Book reviews à la bookworm...The good, the bad, and everything in between.
A young girl runs into a gas station, begging for help, just as Tessa Novak is grabbing some coffee. Before Tessa can do anything but ask a few questions, the girl is gunned down in front of her eyes. All Tessa glimpses are the fancy hubcaps on the car and the killer’s arm in black leather. And later, when she’s recounting what she’s seen to the police, she sees a man watching her. A man with a shoulder-length pony tail, wearing worn jeans...And a leather jacket.
But Julian Darcangelo, known in the ‘hood as Dark Angel, isn’t the killer. He’s the one hunting for the killer, and the people who forced the dead girl into the life she was escaping. A federal agent under cover, he’s spent the past three years hunting for the man responsible of enslaving and selling young girls. Julian knows his life depends on his cover and him remaining anonymous, but the snooping investigative journalist just might succeed in blowing that cover wide open...Among other things.
After the “breath of fresh air” that was the first book in this series in terms of main protagonists’s employment, this second one is more along the lines of “straightforward” romantic suspense with a law enforcement hero. Which means a more “straightforward” suspense element in terms of procedural, investigation, and subject matter as well.

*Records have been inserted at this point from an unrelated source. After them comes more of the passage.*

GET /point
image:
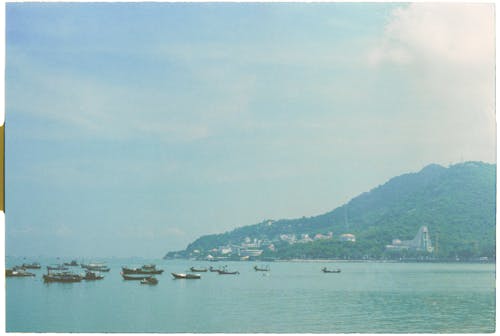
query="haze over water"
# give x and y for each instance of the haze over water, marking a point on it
(294, 297)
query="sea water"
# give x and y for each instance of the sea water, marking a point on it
(294, 297)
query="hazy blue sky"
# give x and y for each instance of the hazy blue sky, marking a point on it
(132, 129)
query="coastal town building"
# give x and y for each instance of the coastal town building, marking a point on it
(421, 242)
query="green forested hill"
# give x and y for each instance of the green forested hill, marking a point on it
(457, 204)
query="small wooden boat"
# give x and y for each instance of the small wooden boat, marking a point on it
(262, 269)
(145, 269)
(224, 272)
(57, 268)
(16, 272)
(89, 275)
(149, 281)
(62, 277)
(138, 277)
(96, 267)
(186, 276)
(31, 266)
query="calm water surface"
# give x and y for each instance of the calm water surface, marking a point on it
(294, 297)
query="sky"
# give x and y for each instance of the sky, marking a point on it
(133, 129)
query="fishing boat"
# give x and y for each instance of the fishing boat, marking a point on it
(262, 269)
(96, 267)
(89, 275)
(16, 272)
(57, 268)
(145, 269)
(186, 276)
(149, 281)
(31, 266)
(62, 277)
(224, 271)
(137, 277)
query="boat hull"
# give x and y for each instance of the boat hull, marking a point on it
(186, 276)
(137, 278)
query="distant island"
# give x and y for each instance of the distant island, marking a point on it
(437, 214)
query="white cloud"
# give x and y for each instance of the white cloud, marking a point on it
(460, 34)
(447, 55)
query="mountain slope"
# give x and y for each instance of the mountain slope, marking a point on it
(457, 204)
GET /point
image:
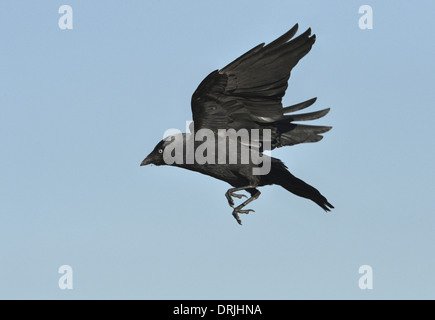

It’s the subject that keeps this story in a much darker and somewhat bleaker territory than its predecessor, but also heightens the intensity, increases build-up, and pretty much scares the crap out of the reader. Because yes, getting murdered to shut down an investigation is bad, but we all know there is a worse fate than death, and the topic of this book touches rather heavily (and chillingly) on that.
I loved the intensity, the increasing pace, the gripping suspense of it all, the feel of danger creeping closer, I almost felt the impotence Julian must’ve felt each day as he waited for the right moment to tie up all the loose ends and end the agony once and for all. The procedural, the surveillance, the stakeouts, the interrogations, the action... It all worked.
But while in the previous book I felt the suspense and romance walked rather hand-in-hand, mixing and blending well together, the romance in this one wasn’t so prominent or balanced compared to the suspense.
For me, that had much to do with the characters. The hero, the tortured, brooding soul who thought he didn’t deserve any sort of kindness or soft emotions, and kept pushing the heroine away, and the heroine who was pretty much all over the place.
I got him. I understood his reasoning; his job, the life he’s chosen, the guilt, the chip on his shoulder. She, on the other hand, was just annoying. Although she got better in the last 40% of the book, the first 60% left a bitter aftertaste in my mouth.
While many would say Julian was the messed-up one, for me, it’s Tessa Novak that takes the cake.
For an intelligent human being, she exhibited loads of stupidity both in her professional and her personal life. I know she was an investigative reporter, and she was supposed to poke her nose into things that were potentially dangerous, but while Kara (the heroine of Extreme Exposure), also an investigative reporter, knew her limits, and actually listened to the police when they told her she was in danger, Miss Novak utterly ignored any warning whatsoever in the first half of the story, ignored any survival instinct in the book, and not only put herself in danger, out of sheer stupidity, but others as well. And it took the guy who kept warning her, taking five bullets to his back, for her to see reason and climb out of the TSTL hole.
And what was it with her men/intimacy/baby issues? She didn’t want to have sex with a man who only wanted her for sex? Welcome to real life, honey! She wanted a man who truly loved her, would make a good husband, and a good father. How will you get one when you keep pushing men away before learning whether he’s stick-around material? She didn’t want to end up raising a baby alone like her mother did, so she refused to have sex. Have you ever heard of birth control?
Anyway, once these two messed-up individuals finally got together, everything melted due to the heat they generated, and although they were scorching hot together, the romance in the truest sense of the world never happened. Because it couldn’t. There’s no place for roses, chocolates, and candle light when the world is crashing down around you.
So let’s say, the “romance” was main storyline and character-appropriate. Because even when he melted, Julian still remained in character, fighting against it until the end (again, when it was almost too late), while Tessa simply melted (and who wouldn’t with a guy like Julian Darcangelo).
So, although the heroine and her to-me-incomprehensible reasoning slightly ruined the first half of the story, everything else more than compensated for it. Well-developed characters (even if I didn’t get her, Tessa stayed in character), a tight plot with a complex, dark and real topic, gripping and intense suspense, loads of drama, beyond-hot scenes, and a perfect pace throughout make this a well-written page turner.